Judd also spoke about having the means to get help, knowing the average Congolese person in that situation wouldn't have been able to.
"I was carried through the rain forest for three hours on a makeshift stretcher, but then I had the $30 to pay for the motorbike transportation for the five hours where I sat holding my leg together with my bare hands," she said. "If I hadn't had that $30, I would have stayed there and..."
However, despite all the work she's done on herself, Judd also admitted she's been hard on herself because she still internalizes misogyny and patriarchal attitudes.

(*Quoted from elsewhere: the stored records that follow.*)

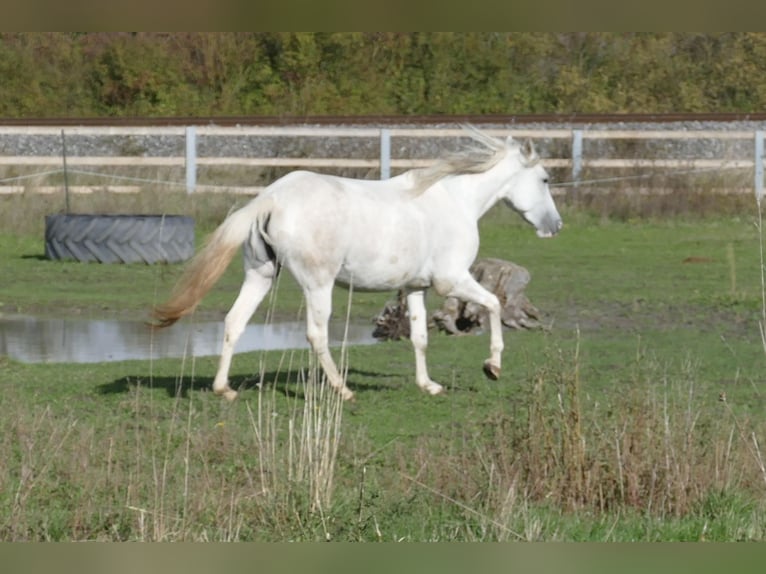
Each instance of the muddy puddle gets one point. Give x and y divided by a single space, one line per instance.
37 340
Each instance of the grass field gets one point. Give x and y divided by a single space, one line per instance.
636 414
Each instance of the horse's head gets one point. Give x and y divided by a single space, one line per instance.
528 192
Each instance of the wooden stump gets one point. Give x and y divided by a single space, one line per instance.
503 278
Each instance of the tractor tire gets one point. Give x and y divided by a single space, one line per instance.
119 238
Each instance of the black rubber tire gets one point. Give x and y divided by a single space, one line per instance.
119 238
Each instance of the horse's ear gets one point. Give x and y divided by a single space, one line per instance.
528 150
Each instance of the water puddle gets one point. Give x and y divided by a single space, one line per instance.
36 340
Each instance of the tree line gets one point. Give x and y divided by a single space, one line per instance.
295 74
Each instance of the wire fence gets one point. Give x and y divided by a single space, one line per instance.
615 158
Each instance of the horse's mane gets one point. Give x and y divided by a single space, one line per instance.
473 159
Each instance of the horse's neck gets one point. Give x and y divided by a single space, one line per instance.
476 192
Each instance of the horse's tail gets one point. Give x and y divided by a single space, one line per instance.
207 266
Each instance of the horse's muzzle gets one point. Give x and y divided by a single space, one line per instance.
550 229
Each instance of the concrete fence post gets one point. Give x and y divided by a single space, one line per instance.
759 158
385 153
191 159
576 155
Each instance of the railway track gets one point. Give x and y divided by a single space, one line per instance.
385 119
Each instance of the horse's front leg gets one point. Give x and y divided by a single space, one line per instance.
468 289
419 336
318 309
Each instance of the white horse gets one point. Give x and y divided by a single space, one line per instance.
413 231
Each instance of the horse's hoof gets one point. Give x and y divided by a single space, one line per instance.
228 394
491 371
435 389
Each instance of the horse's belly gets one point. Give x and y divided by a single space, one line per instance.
380 277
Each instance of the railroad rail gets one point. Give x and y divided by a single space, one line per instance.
386 120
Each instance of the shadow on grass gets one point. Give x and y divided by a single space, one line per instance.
285 383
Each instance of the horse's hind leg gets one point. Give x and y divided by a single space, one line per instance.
257 283
318 308
419 337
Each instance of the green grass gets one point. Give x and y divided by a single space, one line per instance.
636 415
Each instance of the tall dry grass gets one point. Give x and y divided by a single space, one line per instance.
655 446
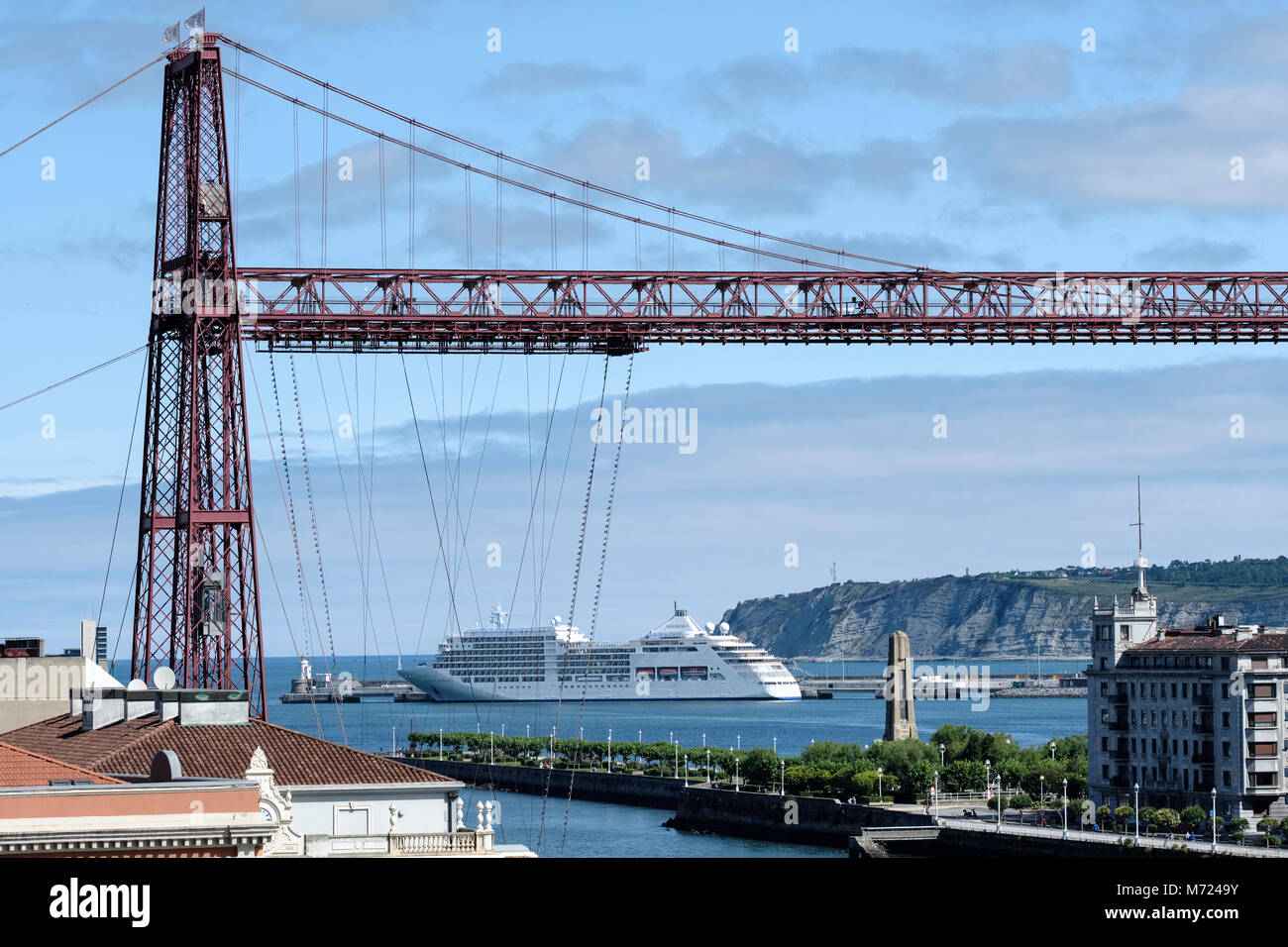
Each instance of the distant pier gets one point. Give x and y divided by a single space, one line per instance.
823 685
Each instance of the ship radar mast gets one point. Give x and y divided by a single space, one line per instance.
1141 564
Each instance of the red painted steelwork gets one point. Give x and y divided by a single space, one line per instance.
197 599
536 311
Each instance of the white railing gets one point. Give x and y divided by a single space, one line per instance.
439 843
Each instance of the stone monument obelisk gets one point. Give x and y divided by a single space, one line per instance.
901 718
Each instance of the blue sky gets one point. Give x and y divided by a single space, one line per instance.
1057 158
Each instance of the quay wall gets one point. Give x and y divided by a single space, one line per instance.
954 843
652 791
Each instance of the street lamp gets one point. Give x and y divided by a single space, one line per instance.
1136 789
1212 818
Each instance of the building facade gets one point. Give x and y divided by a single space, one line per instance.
1175 714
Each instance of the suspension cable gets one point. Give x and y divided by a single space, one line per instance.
559 175
416 150
93 98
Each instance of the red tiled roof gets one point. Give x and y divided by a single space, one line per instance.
1256 644
213 751
21 767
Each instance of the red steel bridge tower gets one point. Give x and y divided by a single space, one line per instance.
197 595
197 607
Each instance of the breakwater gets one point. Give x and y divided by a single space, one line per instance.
799 819
655 791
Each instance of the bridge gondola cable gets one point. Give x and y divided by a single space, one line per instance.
599 586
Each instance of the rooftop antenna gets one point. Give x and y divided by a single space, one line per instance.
1140 540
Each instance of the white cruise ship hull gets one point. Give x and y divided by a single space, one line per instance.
677 661
445 686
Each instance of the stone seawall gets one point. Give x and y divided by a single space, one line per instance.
653 791
953 843
803 819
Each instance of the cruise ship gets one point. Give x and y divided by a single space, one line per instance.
678 660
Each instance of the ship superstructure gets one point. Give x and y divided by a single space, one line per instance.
678 660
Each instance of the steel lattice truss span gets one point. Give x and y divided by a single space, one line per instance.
536 311
197 595
197 602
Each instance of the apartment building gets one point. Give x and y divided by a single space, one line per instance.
1175 714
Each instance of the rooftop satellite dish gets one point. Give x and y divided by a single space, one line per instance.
163 678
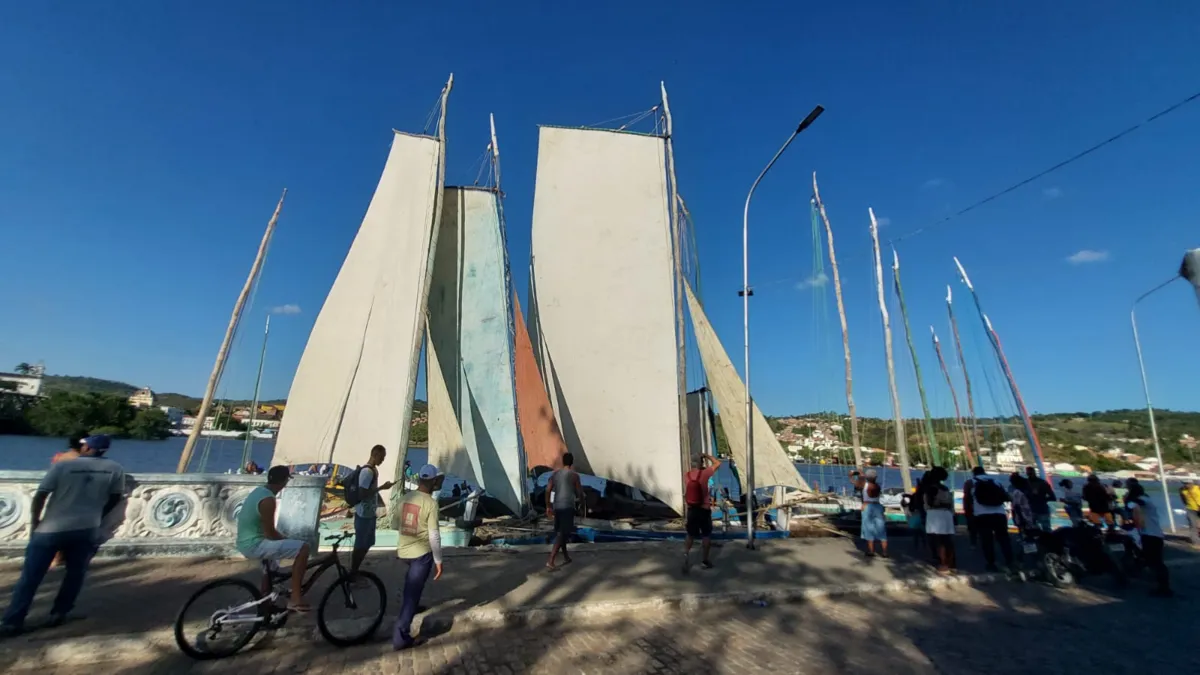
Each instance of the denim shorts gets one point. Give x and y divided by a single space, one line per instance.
364 532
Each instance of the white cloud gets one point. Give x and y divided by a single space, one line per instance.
1087 256
815 281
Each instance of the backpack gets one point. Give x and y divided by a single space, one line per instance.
989 493
694 490
351 489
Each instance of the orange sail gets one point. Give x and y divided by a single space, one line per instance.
539 429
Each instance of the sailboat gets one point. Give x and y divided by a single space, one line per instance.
469 351
355 381
606 296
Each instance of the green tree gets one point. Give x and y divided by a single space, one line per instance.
76 414
419 432
149 424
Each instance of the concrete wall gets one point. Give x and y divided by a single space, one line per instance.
171 513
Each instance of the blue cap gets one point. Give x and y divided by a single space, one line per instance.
97 442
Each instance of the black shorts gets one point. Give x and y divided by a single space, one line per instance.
564 520
700 521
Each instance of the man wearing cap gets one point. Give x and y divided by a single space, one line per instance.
258 538
420 547
81 494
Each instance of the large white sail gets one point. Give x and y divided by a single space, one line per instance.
355 380
469 330
604 304
771 463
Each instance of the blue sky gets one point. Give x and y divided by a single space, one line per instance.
144 145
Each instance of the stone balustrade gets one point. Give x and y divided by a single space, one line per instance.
171 513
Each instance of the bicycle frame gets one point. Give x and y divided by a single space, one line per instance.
275 579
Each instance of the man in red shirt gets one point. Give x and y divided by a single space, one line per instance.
700 508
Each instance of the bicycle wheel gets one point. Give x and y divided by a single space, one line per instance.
364 599
213 627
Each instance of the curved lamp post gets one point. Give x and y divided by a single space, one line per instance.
745 318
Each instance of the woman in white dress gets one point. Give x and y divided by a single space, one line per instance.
940 518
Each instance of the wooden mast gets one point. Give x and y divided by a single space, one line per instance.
677 245
954 395
901 442
931 440
845 329
966 376
185 458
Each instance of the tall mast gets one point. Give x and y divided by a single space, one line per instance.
901 446
253 408
511 317
677 248
223 352
935 455
954 395
1035 444
845 329
966 376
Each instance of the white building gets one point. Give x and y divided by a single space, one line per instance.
23 384
142 399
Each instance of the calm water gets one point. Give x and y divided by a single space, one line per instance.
219 455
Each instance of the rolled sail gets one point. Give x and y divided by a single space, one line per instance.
355 381
772 465
604 304
471 334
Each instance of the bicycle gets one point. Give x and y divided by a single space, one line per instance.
259 611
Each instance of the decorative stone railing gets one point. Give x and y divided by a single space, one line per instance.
171 513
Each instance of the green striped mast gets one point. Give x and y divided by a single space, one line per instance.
935 455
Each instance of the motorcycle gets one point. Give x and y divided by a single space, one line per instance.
1069 554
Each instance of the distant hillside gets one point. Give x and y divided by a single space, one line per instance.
79 384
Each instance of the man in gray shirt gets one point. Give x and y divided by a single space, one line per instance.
81 493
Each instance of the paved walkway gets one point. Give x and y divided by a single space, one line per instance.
995 628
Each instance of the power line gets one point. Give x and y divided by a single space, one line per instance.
1049 171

"With the accident that had, I gained 20 pounds and I find myself being intimated to go out in public because I'm afraid of the public critique," admitted Judd, an activist who has traveled the world promoting empowerment and equality. "That's just nothing but projecting onto society what they're going to reflect back to me..."
Judd — who authored All That Is Bitter & Sweet: A Memoir in 2011 — also revealed during the interview that she's writing a second book. It will include the accident, her work in Congo with the bonobos, being among the first women to go on record about being sexually harassed by Harvey Weinstein as well as her 2013 divorce from former race car driver Dario Franchitti.
She also spoke about Weinstein and the Franchitti split on the podcast. On the topic of the latter, she revealed that she's the godmother of Franchitti's elder child with his second wife, Eleanor Robb, and spoke about how she's grown close with Robb despite the societal norm that a first wife and second wife shouldn't get along.